B. burgdorferi Western blotting


Figure 1. Western blots of B. burgdorferi B31 strain: The blots were:
(1) stained with amino black, (2) reacted with rabbit antisera, (3)
with goat antisera, (4-7) with various monoclonal antibodies, and (8)
with pooled patient sera. Reproduced by permission from Ma B, Christen
B, Leung D, Vigo-Pelfrey C. Serodiagnosis of Lyme borreliosis by
Western immunoblot: reactivity of various significant antibodies
against B. burgdorferi. J Clin Microbiol 1992; 30: 370-76.

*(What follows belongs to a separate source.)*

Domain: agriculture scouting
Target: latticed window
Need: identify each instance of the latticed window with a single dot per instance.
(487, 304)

The immunoblot or Western blot (Figure 1) for B. burgdorferi is the
most useful antibody test available when performed in a quality
laboratory by experienced testing personnel. It is necessary to
evaluate separately both the IgM and IgG antibodies of B. burgdorferi.
The study by Ma et al (35) gives an excellent overview of the technique
and provides comprehensive information about the antibodies seen in
Lyme disease patients versus the normal and non-Lyme disease groups.

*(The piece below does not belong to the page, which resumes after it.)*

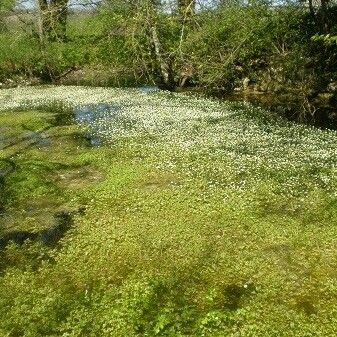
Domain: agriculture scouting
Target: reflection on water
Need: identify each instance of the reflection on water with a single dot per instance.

Figure 2. Western blots to B. burgdorferi from various patients with
Lyme disease Lanes 1-48 are IgG/IgM blots from clinically confirmed
patients with various levels of antibodies. Lanes 48-57 are IgM-only
blots. Reproduced by permission from Ma B, Christen B, Leung D,
Vigo-Pelfrey C. Serodiagnosis of Lyme borreliosis by Western immunoblot
reactivity of various significant antibodies against B. burgdorferi. J
Clin Microbial 1992; 30: 370-376.

Figure 2 illustrates a group of IgG-IgM Western blots (lanes 1-48) from
clinically confirmed Lyme patients with various levels of antibodies to
B. burgdorferi. In this figure are IgM Western blots to B. burgdorferi
(lanes 48-57). While some of these patients have different patterns of
antibody reactivity, all were confirmed, clinically positive Lyme
patients with physician-diagnosed EM. The variability in the Western
blot is characteristic of the variability observed in the immune
response of other diseases (eg, Hashimoto's thyroiditis, SLE, Sjogren's
syndrome, scleroderma). Our own clinical study of 186 defined patients
and 320 negative controls (Figure 3) demonstrated excellent sensitivity
and specificity for IgM using any two of the following bands: 23-25 kDa
(Osp C), 31 kDa (Osp A), 34 kDa (Osp B), 39 kDa and 41 kDa (35). This
study also demonstrated good specificity and sensitivity for IgG using
any two of the above bands. The 83/93 kDa antibody could also be
included as one of two IgG bands.



Figure 3. Comparison of antibody reactivity to various B. burgdorferi
antigens. The dark bars are from 186 patients with clinically confirmed
Lyme disease and the light bars are from 320 normal controls.
Reproduced by permission from Ma B, Christen B, Leung D, Vigo-Pelfrey
C. Serodiagnosis of Lyme borreliosis by Western immunoblot: reactivity
of various significant antibodies against B. burgdorferi. J Clin
Microbial 1992; 30: 370-76.

It is difficult for each laboratory to perform clinical studies and
establish its own ranges for normal and disease populations. For this
reason, the CDC assembled a group of academic scientists with the
assistance of the FDA and the Association of State and Territorial
Public Health Laboratory Directors (ASTPHLD) to reach a consensus on
certain criteria for the Western blot. After several meetings they
arrived at the CDC/ASPHLD consensus criteria presented in Table 2
(7,36). These criteria were based in large part on the work of Dressler
et al (37), using well-defined patients with active Lyme arthritis or
neuroborreliosis. Interestingly, in their publication none of the three
CDC/ASPHLD recommended strains of B. burgdorferi (B31, 297 and 2591)
were used. Rather, they used G39/40 with a 10% acrylamide gel, although
a gel with less than 11% of acrylamide does not have enough resolution
nor definition of all the important antigens of B. burgdorferi.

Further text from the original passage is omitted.